The search behavior of animals for food and shelter is also called foraging. In his research, Johannes is trying to figure out how foraging behavior and landscapes affect each other.

"I did this by creating computational models for both individual foragers and entire populations," Johannes explains.

"For individual foragers, I explored how their memory might help them optimize foraging behavior. It is shown that memory is not necessarily beneficial, but that the benefits depend strongly on what exactly the animal is looking for."

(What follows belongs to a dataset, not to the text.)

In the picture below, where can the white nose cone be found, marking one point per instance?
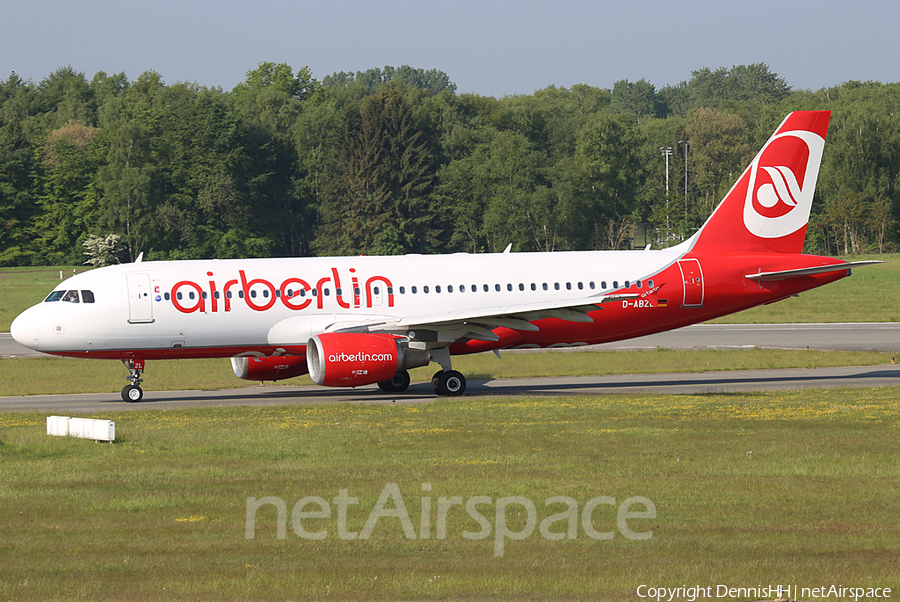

"Furthermore, I investigated how interactions between different foragers can influence the search behavior of individuals. In a competitive system, it was found that cooperation is only useful if resources are highly clustered and competition between conspecifics is not too high"

"In contrast, in a collective system, altruistic behavior is shown to benefit the collective only if conspecifics can be easily found"

"Finally, I investigated how foraging behavior can change landscapes. The results presented in this thesis show that foraging behavior affects ecosystems and landscapes," Johannes concludes.

Read a more detailed summary or the entire PhD


PhD Title: The Interplay between Resource Distributions and Optimal Foraging Behavior: From Individuals to Populations


Contact: Johannes Nauta, Yara Khaluf, Pieter Simoens

Johannes Nauta

Johannes Nauta was born in 1994 in Lelystad, the Netherlands. He completed both his bachelors and his master degree on Physics and Astronomy at Radboud University Nijmegen in the Netherlands.

In 2017, he started his PhD trajectory at IDLab at Ghent University and imec, on the topic of Long-Term Robot Autonomy in the Internet of Robotic Things. Since then, his research has shifted towards the field of ecological modeling, where his PhD research focuses on the interplay between landscape configurations and foraging behavior in both individuals and entire populations.

He is the main author of four journal publications and three full papers at international conference. Furthermore, he has co-authored three additional conference contributions.